Plancherel vs TASEP Fluctuations     TASEPs

The Plancherel growth process adds boxes to a Young diagram via RSK insertion of i.i.d. uniform random variables. The resulting partition of $N$ is distributed according to the Plancherel measure. The TASEP (Totally Asymmetric Simple Exclusion Process) starts from step initial condition: particles at $\ldots, -2, -1, 0$, each jumping right at rate $1$ (i.e., $\mathrm{Exp}(1)$ waiting times), subject to the exclusion constraint.

Both processes produce piecewise-linear height functions with slopes $\pm 1$: the Russian-notation profile $\omega(u)$ for Plancherel, and $h(x,t)$ for TASEP ($+1$ over holes, $-1$ over particles). Both height functions have the shape of the Young diagram (a partition) sitting on top of the $|u|$ or $|x|$ baseline. The two processes are synchronized so that the total number of boxes (area of the partition) equals $N$.

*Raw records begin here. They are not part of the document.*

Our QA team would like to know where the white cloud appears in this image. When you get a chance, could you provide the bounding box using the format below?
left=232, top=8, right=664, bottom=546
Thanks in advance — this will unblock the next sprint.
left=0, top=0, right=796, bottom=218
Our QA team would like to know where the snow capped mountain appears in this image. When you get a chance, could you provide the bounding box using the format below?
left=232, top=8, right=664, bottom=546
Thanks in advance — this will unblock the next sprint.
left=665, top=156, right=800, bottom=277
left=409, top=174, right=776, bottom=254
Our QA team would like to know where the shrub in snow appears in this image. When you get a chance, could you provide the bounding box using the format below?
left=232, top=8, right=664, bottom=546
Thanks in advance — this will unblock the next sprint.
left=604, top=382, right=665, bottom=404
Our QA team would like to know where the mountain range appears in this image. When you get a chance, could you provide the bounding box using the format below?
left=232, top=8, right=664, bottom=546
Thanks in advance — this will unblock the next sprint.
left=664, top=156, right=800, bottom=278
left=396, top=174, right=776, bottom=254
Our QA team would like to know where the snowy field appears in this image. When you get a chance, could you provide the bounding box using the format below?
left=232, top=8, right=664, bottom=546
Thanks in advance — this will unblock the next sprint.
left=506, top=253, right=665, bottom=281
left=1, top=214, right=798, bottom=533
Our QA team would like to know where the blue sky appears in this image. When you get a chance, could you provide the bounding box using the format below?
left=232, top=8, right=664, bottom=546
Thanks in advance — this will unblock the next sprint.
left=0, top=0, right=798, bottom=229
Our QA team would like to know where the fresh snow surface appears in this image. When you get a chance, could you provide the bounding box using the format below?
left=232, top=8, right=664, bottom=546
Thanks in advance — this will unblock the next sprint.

Fluctuations at the center ($u = x = 0$): the Plancherel height $\omega(0) \approx \frac{4}{\pi}\sqrt{N}$ has $O(\sqrt{\log N})$ pointwise bulk fluctuations (Bogachev–Su), while the TASEP height $h(0,t) \approx t/2$ has $O(t^{1/3})$ KPZ fluctuations, i.e. $O(N^{1/6})$ under the box-count synchronization $N \asymp t^2$. Plancherel is dramatically more rigid. Regarding integrable structure: the Plancherel measure on partitions is a Schur measure, while the full TASEP height profile at fixed time is a diagonal marginal of an infinite Schur process on interlacing arrays: $x_i(t) \stackrel{d}{=} \lambda_i^{(i)} - i$. This coupling covers the entire curved rarefaction fan, both bulk and edge.